Protokoll der Sitzung vom 10.06.2022

Für die Landesregierung antwortet erneut das Finanzministerium, Frau Ministerin Taubert.

Sehr geehrte Damen und Herren, es gibt …

(Zwischenruf Abg. Blechschmidt, DIE LINKE: Heute mit dem Dienstfahrrad da!)

Nein, es gibt ja in der Tat …

Bitte hören Sie mit den Zwischenrufen auf. Wir haben so viele Fragen, es ist immer irgendwie lustig, aber nicht sehr nett gegenüber denen, die auch noch Fragen haben.

(Zwischenruf Abg. Blechschmidt, DIE LINKE: Entschuldigung, Frau Präsidentin!)
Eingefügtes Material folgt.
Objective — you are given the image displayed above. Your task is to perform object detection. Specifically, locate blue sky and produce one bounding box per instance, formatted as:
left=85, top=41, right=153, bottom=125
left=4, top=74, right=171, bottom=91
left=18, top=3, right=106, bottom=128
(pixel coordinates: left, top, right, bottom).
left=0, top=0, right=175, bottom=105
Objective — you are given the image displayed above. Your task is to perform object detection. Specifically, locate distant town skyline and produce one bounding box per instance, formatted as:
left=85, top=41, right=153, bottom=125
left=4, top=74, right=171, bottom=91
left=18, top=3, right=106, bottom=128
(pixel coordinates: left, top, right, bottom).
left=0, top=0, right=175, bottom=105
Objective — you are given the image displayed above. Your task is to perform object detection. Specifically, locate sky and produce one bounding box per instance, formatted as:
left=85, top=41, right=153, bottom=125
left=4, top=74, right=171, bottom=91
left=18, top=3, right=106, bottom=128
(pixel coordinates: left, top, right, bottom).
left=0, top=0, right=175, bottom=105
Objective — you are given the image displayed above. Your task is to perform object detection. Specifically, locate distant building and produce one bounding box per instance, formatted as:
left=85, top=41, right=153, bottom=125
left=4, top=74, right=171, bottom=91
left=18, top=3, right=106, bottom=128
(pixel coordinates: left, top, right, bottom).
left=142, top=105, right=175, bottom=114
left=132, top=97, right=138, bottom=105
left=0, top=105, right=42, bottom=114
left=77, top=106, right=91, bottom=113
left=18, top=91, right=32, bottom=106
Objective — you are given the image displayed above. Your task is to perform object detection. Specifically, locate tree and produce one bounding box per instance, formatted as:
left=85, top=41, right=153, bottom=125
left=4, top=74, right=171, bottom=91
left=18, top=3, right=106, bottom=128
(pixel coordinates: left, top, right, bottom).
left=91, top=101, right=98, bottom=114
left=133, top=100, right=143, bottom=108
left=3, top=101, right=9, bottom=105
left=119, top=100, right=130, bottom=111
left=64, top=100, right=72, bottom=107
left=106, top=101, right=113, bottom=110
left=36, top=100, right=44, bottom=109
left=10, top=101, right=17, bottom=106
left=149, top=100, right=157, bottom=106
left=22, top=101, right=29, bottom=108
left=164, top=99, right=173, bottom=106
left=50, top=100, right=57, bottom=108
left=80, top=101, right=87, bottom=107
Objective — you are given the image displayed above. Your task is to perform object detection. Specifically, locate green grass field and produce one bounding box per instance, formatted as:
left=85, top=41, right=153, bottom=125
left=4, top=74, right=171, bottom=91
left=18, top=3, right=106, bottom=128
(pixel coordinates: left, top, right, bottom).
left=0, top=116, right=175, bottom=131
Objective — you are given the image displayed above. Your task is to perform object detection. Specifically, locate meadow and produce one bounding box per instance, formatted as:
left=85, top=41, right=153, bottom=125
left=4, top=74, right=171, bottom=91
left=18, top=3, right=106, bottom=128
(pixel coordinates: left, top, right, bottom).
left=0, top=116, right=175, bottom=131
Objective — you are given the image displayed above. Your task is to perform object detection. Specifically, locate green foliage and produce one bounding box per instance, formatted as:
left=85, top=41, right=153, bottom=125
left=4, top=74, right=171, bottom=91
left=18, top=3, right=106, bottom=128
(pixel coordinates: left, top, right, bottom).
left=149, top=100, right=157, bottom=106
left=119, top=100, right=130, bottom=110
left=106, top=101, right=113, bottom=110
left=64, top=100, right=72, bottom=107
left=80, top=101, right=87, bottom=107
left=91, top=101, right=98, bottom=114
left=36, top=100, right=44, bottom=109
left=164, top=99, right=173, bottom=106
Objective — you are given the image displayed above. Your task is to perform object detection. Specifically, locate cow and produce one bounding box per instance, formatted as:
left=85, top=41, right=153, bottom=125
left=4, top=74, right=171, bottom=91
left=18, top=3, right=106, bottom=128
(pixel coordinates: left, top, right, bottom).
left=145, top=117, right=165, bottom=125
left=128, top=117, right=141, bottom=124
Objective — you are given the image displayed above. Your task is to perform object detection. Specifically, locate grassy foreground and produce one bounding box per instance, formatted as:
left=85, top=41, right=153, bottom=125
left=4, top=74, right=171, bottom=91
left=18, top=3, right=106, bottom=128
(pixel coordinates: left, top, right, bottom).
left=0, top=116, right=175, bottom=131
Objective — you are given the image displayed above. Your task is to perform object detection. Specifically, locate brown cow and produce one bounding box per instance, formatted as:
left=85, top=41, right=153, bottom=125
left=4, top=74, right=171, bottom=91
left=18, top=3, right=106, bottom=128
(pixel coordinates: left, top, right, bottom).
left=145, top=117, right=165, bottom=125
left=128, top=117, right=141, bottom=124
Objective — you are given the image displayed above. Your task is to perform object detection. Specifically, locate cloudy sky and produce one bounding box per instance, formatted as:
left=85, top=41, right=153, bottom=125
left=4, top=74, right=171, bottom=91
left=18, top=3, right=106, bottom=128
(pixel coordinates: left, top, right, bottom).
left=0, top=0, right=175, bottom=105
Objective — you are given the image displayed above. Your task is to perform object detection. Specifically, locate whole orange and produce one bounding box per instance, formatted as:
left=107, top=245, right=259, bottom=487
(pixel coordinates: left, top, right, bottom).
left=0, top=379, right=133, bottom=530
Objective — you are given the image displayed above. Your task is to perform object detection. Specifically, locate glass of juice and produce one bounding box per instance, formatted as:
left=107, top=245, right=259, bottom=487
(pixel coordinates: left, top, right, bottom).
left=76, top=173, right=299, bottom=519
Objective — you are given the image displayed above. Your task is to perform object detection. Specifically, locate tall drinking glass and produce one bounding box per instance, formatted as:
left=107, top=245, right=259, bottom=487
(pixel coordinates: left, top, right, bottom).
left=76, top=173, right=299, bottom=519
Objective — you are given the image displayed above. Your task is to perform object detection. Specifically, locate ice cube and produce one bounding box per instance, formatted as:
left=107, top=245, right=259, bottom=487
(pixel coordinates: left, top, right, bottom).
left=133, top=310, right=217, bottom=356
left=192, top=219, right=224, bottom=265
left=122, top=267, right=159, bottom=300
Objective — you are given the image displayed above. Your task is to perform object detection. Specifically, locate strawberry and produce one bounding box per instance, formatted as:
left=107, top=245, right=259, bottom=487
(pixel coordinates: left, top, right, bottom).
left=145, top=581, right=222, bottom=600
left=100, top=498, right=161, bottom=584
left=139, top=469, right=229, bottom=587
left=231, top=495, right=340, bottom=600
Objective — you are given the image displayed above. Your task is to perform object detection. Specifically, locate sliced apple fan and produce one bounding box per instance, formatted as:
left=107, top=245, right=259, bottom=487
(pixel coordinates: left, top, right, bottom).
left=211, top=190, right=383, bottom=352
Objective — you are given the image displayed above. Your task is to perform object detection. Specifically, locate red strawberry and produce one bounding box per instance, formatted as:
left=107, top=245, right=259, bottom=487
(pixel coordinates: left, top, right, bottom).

Zunächst mal wäre zu klären, ob man sich in der Anfrage tatsächlich auf Dienstreisen bezieht oder ob man in dem Fall nicht eher von Dienstgängen reden müsste.

Ich möchte wie folgt antworten, zu Frage 1: Bis zum 31. Dezember 2005 gab es auch in Thüringen bei Nutzung eines Fahrrads eine Wegstreckenentschädigung von 5 Cent je gefahrenem Kilometer. Diese wurde mit der Neufassung des Thüringer Reisekostengesetzes durch das Haushaltsbegleitgesetz 2006 mangels praktischer Relevanz und des Missverhältnisses zwischen dem Verwaltungsaufwand bei der Abrechnung und dem zahlungsrelevanten Betrag der Reisekostenvergütung mit Wirkung vom 1. Januar 2006 abgeschafft. Seitdem wurde eine Entschädigung für die Nutzung von Fahrrädern anlässlich von Dienstreisen kaum thematisiert und daher auch die Abschaffung der Entschädigung nicht evaluiert.

(Ministerin Taubert)

Zu Frage 2: Bislang bestehen keine Überlegungen, eine der Bundesvorschrift vergleichbare Bestimmung in das Thüringer Reisekostengesetz aufzunehmen und diese durch Verwaltungsvorschrift zu konkretisieren, zumal auch viele Dienststellen zwischenzeitlich Dienstfahrräder beschafft haben, die für Dienstreisen – aber mehr für Dienstgänge, weil eine Dienstreise meistens über eine weitere Strecke stattfindet – am Dienstort genutzt werden können. Hinzu kommt, dass durch die Wegstreckenentschädigung ein dienstreisebedingter Mehraufwand erstattet werden soll. Das ist der Sinn. Dieser ist anders als bei verbrauchsabhängigen Kraftfahrzeugen bei Nutzung eines Fahrrads jedoch nicht ermittelbar und daher auch nicht bezifferbar. Zur Höhe der zu erwartenden Kosten ist keine Aussage möglich, da nicht bekannt ist, wie viele Bedienstete tatsächlich ihr privates Fahrrad für Dienstreisen einsetzen und dann die pauschale Entschädigung – beim Bund sind das 5 Euro pro Monat – auch im Wege der Abrechnung geltend machen würden. Die Erstattung von Kosten bei Mietfahrrädern anlässlich von Dienstreisen ist im Übrigen über § 4 Abs. 3 Thüringer Reisekostengesetz möglich, soweit für deren Nutzung triftige Gründe vorliegen.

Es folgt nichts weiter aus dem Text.